いつもと同じ景色、いつもと同じ場所。

だけど少しだけいつもよりキラキラ輝いて見える。


憂鬱だった学校生活が"楽しみ"になってきた。

会いたい。早く晴人に会いたい。

私は息を弾ませながらいつもより早く学校へと向かう。


「…って、また早く着きすぎちゃった…」

舞い上がりすぎたな…そう思いながら熱くなった頬を隠しつつ下駄箱へ向かう。


「林さん」


下駄箱で靴を履き替え、教室へ向かう階段を登ろうとした時ふいに声を掛けられた。


「あ…川瀬さん…」

おはよう、と挨拶をすると、彼女からも心なしかいつもより元気の無い声でおはようと返ってきた。


気まずさから、お互い目を泳がせながら立ち竦んでいる。


「…少しだけ、時間いいかな?」

困ったように眉を寄せながら微笑んでそう言ったのは川瀬さんだった。

私はうん、と短い返事をし彼女の後ろを付いて行きすぐ近くのベンチへ二人で腰掛けた。

教室棟からは反対側の場所なので朝の登校時間にこの辺りを通る生徒は少ない場所だ。


「昨日は…ごめんなさい。変な所見せて、しかも一方的に黙ってて…なんて」

彼女は一息つくと話し始め、頭を下げて両手はスカートを強く握りしめている。

長いふわふわの髪であまり表情は見えないが、伏せた長い睫毛が震えているのがわかった。

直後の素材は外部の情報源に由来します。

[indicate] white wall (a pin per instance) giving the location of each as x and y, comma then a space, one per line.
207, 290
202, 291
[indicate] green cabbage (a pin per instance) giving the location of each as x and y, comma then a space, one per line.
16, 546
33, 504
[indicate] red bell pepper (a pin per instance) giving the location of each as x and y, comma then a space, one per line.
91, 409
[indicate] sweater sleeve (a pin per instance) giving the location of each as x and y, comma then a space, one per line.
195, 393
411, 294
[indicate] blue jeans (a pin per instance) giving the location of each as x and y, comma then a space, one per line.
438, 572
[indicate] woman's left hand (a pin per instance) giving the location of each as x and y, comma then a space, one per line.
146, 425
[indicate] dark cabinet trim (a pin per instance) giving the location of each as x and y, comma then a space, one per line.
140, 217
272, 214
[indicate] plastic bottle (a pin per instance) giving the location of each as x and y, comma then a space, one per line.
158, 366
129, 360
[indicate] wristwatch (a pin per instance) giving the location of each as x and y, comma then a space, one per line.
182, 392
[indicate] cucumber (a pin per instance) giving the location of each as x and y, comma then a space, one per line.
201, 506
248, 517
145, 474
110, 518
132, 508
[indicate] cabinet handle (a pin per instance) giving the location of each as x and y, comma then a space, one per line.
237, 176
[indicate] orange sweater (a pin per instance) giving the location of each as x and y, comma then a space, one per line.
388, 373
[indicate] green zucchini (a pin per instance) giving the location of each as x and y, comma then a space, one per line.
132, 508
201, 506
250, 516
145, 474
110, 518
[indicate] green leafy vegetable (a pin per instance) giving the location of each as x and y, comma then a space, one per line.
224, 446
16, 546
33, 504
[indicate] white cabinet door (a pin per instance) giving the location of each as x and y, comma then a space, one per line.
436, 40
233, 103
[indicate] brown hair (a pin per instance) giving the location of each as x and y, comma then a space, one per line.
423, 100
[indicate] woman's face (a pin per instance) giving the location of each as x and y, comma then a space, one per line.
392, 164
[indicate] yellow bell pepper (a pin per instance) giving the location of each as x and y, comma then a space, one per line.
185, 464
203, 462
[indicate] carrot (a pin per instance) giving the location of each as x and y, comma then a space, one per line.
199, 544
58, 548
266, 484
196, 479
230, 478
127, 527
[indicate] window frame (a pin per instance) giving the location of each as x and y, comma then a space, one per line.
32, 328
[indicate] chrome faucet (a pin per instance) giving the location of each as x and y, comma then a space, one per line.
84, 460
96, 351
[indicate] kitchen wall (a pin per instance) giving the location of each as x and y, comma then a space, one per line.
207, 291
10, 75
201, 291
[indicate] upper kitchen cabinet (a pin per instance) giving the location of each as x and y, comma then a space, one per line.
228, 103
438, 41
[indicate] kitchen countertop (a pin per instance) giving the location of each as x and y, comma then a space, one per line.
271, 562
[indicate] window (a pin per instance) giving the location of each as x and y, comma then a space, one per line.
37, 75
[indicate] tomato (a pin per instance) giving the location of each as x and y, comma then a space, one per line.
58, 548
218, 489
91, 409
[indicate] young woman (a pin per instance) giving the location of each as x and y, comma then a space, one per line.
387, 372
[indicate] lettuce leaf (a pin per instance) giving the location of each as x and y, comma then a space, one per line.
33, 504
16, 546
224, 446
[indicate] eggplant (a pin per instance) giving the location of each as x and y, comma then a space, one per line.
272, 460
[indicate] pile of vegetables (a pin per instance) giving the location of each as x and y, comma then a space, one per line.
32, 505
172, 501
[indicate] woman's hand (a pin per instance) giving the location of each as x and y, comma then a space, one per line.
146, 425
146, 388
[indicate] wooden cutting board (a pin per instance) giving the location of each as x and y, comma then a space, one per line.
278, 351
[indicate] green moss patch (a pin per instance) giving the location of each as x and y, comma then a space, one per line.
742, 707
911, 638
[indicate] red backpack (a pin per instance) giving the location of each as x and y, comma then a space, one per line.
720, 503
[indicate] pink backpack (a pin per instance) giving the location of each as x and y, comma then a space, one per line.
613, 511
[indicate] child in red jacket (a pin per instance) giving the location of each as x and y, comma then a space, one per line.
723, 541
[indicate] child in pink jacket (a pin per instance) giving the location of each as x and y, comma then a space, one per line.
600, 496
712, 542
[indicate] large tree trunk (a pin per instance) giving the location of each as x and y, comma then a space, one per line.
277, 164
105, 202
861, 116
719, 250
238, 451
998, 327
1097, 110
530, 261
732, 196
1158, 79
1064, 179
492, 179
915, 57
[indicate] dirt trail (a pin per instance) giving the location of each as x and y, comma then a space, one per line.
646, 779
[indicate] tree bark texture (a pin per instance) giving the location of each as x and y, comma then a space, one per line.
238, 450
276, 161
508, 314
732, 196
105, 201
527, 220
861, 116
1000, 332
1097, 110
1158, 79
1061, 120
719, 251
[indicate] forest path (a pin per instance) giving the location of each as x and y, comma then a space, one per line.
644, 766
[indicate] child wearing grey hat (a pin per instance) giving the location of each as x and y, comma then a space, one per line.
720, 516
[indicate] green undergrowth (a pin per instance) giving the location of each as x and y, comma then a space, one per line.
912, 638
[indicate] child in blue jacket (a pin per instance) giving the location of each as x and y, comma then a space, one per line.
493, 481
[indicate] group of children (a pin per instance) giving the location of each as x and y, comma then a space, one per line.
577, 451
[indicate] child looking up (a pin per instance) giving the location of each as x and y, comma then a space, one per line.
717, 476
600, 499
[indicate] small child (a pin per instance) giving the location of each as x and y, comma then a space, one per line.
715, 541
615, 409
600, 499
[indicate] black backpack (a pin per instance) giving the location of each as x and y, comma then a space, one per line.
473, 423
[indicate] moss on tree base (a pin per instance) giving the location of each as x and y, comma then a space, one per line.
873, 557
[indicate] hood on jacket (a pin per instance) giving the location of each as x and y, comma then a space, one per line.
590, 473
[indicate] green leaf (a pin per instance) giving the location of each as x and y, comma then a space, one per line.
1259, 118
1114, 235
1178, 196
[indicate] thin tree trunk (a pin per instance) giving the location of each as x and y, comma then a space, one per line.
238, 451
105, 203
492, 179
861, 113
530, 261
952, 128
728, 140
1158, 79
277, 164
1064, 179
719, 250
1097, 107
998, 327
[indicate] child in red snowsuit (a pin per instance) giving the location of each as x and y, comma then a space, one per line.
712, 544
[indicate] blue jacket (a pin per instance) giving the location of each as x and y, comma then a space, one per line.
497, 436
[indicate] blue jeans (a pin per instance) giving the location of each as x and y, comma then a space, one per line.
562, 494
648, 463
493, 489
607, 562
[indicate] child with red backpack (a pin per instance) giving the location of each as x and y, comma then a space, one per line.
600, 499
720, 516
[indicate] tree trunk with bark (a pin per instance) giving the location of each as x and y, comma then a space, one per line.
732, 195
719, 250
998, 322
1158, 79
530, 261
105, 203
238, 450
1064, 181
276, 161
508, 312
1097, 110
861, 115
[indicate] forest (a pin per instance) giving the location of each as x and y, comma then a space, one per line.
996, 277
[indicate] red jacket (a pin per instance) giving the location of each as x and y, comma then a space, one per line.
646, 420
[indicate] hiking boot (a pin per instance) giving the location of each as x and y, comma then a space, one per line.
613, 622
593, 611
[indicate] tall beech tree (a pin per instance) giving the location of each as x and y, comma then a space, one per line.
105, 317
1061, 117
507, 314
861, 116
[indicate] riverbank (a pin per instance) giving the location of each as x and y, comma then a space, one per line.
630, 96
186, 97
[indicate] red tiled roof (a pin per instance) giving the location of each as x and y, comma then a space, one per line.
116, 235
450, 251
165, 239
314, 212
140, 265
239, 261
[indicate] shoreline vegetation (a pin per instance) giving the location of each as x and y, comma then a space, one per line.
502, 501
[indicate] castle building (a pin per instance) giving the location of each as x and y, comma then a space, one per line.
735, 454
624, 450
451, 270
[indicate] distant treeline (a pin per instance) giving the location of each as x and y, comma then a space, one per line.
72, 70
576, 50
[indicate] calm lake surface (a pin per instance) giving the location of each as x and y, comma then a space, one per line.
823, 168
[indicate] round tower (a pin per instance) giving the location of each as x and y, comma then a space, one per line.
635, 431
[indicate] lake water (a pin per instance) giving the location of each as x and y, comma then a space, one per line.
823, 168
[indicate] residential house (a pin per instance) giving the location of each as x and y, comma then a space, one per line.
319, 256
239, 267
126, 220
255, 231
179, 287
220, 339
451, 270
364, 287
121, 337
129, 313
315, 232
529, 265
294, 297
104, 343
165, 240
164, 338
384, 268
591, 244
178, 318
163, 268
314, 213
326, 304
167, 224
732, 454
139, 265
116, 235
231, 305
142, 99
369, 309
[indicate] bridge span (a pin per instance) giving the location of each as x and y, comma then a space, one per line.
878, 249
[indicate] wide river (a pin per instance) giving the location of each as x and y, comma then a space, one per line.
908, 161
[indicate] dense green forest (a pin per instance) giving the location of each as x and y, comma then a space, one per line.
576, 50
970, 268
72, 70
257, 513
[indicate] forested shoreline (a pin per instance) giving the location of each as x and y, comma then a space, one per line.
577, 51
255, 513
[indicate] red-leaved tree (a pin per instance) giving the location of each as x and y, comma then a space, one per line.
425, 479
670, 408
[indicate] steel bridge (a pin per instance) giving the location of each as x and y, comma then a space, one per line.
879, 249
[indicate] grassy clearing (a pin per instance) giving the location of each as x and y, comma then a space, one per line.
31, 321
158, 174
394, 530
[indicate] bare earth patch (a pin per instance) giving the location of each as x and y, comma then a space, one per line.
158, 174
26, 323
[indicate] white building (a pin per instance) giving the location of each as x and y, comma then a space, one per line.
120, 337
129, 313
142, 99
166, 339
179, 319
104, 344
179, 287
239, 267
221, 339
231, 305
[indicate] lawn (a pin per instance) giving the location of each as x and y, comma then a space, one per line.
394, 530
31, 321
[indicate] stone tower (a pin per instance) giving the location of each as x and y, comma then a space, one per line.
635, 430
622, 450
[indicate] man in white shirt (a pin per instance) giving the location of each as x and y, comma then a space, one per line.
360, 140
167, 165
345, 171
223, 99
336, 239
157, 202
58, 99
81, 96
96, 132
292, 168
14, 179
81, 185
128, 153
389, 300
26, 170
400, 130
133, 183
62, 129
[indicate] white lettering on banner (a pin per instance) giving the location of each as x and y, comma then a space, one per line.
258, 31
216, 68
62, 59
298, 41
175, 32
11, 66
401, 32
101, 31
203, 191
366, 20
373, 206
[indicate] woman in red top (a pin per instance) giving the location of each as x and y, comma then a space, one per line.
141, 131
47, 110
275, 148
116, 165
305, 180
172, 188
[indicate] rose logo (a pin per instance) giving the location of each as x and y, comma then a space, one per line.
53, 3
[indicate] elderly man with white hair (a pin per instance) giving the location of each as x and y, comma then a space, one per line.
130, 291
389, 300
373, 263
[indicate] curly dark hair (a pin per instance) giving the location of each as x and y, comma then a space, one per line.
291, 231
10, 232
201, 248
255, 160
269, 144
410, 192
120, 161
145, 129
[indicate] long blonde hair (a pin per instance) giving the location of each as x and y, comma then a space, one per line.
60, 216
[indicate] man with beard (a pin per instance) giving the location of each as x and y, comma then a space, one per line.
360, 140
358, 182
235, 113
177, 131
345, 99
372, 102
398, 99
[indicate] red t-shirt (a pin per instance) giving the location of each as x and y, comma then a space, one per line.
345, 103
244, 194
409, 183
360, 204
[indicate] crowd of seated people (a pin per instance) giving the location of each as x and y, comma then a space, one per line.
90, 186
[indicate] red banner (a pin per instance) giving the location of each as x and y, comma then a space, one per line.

「そんな!顔上げて!大丈夫、私誰にも言わないから…」

私の言葉に彼女はゆっくりと顔を上げる。


「昨日の…あれ、実は深夜アニメの曲と振り付けで…誰にも言ってなかったけど、私、あ、アニメとかコスプレとかあと漫画とかキャラクターのフィギュアを集めるのが趣味で…」


「え!?そ、そうだったんだ…」


意外…。お嬢様って聞いてたから勝手にそういうのは無縁だって思ってた…。


「引くよね!?ギャップありすぎるよね!?ああああ、やっぱりそうだよねー…」


川瀬さんは両手で顔を覆って項垂れてしまった。


「そ、そんなことないよ!そりゃ驚きはしたけど、好きな事があるって素晴らしい事だし何より昨日の川瀬さんすごくキラキラしてたよ!」


住む世界が違う遠い存在ではなく、勝手かもしれないけどすごく身近で同じ女の子なんだと感じた。


「どんなものでも、好きなことや熱中できることがあるって素晴らしいことだよ。恥じる必要なんてない。むしろ、好きだって思えることに自信を持っていいと思う」


川瀬さんは驚いたように瞳を見開いた後、目を少し潤ませて頷いた。